Performance degradation
Incident Report for Fasterize


On Thursday, October 19th, between 4:55 PM UTC+2 and 6:25 PM UTC+2, Fasterize european platform was unable to optimize web pages for all customers. The original version was then delivered.

We discovered that between 4:45 PM UTC+2 and 5:50 PM UTC+2, a specific request was made that caused a failure in the Fasterize engine during optimization and left the process in a non-functional state.

The number of functional processes then decreased until it fell below a critical threshold. Our engine then automatically switched to a degraded mode where pages were no longer optimized and served without delay.

At 5:29 PM UTC+2, the oncall team manually added capacity to the platform to return to a stable state, but this did not definitely improve the situation. Starting from 6:15 PM UTC+2, the optimization processes gradually resumed traffic. The engine then returned to its normal mode of operation.
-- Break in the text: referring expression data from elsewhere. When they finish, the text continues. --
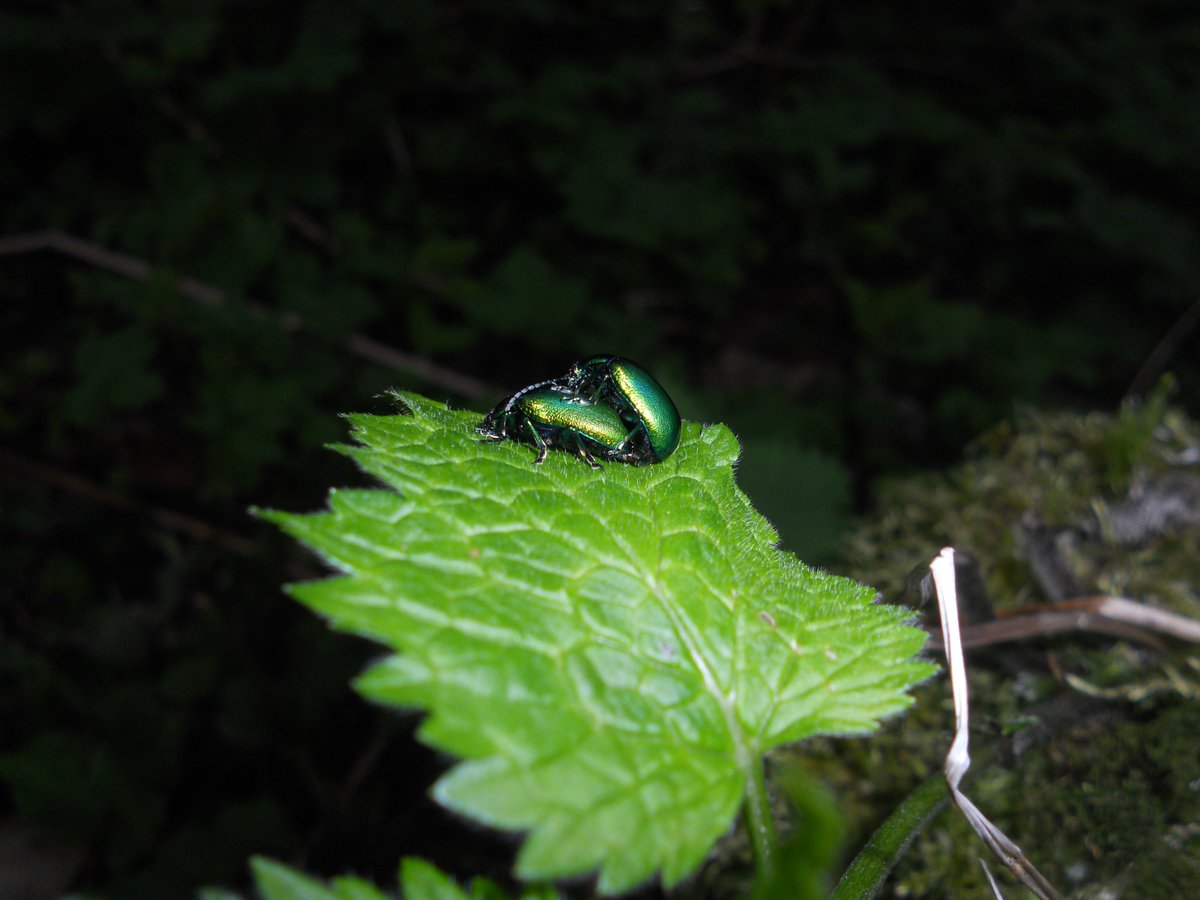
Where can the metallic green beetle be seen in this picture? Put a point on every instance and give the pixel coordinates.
(640, 400)
(556, 417)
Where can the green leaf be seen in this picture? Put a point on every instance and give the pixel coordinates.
(419, 880)
(612, 653)
(425, 881)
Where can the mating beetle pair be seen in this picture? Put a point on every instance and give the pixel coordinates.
(604, 407)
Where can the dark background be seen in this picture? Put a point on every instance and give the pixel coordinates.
(857, 235)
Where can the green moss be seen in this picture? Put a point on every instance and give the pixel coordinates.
(1113, 802)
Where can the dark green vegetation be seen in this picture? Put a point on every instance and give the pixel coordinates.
(853, 234)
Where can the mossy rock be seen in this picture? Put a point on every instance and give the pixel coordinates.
(1101, 784)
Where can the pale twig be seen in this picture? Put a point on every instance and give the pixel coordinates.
(139, 270)
(958, 760)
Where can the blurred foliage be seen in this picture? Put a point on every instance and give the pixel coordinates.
(856, 234)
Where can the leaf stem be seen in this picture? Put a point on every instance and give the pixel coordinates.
(760, 821)
(865, 875)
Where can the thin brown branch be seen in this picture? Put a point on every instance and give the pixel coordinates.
(1116, 616)
(139, 270)
(167, 519)
(1156, 363)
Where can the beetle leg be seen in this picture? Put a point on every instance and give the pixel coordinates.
(589, 459)
(539, 442)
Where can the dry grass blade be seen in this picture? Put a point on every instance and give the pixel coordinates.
(958, 760)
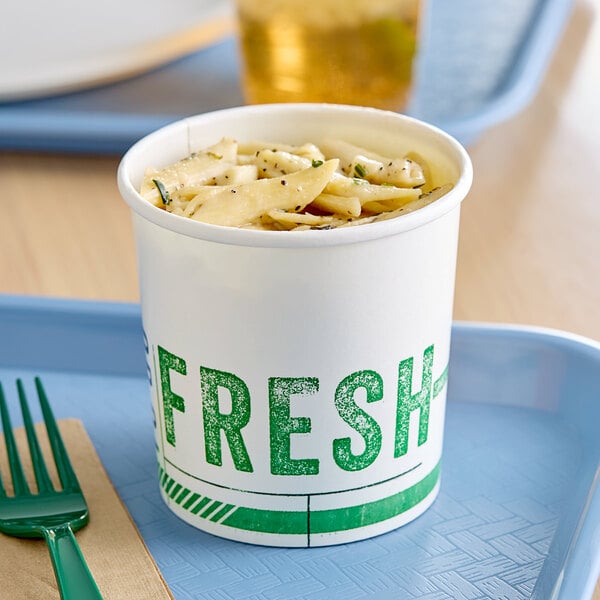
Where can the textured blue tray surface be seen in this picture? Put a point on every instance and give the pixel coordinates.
(518, 515)
(481, 63)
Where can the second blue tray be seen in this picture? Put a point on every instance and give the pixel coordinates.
(481, 63)
(518, 515)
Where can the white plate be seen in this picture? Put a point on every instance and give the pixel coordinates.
(64, 45)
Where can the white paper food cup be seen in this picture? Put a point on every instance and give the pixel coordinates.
(298, 379)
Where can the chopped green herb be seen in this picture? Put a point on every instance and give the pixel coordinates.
(360, 170)
(162, 190)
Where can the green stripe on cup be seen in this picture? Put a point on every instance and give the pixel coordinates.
(352, 517)
(297, 522)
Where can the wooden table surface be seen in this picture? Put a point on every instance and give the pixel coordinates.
(530, 228)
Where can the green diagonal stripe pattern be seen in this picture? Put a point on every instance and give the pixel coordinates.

To prevent any further incidents, the request has been excluded from optimizations and a fix on the optimization engine is being developed.

Action plan

Short term:

  • Fix the engine to optimize the responsible request without any crashes

Medium term:

  • Review the health check system at the engine level to automatically restart non-functional processes
Posted Oct 23, 2023 - 23:31 CEST

This incident has been resolved at 18h25 (Paris time). A post mortem will follow.
Posted Oct 20, 2023 - 09:22 CEST
We're monitoring the results but everything's fine. Seems to be related to a schema change in a storage component (to be confirmed after the RCA).
Posted Oct 19, 2023 - 18:49 CEST
We have mitigated the issue. Performance is back to normal. Still investigating for the root cause.
Posted Oct 19, 2023 - 18:35 CEST
We currently have some issues on our european infrastructure. Being fixed. Slight impact on acceleration. Some pages can have some slowdowns. Some optimizations are disabled.
Posted Oct 19, 2023 - 18:04 CEST
This incident affected: Acceleration.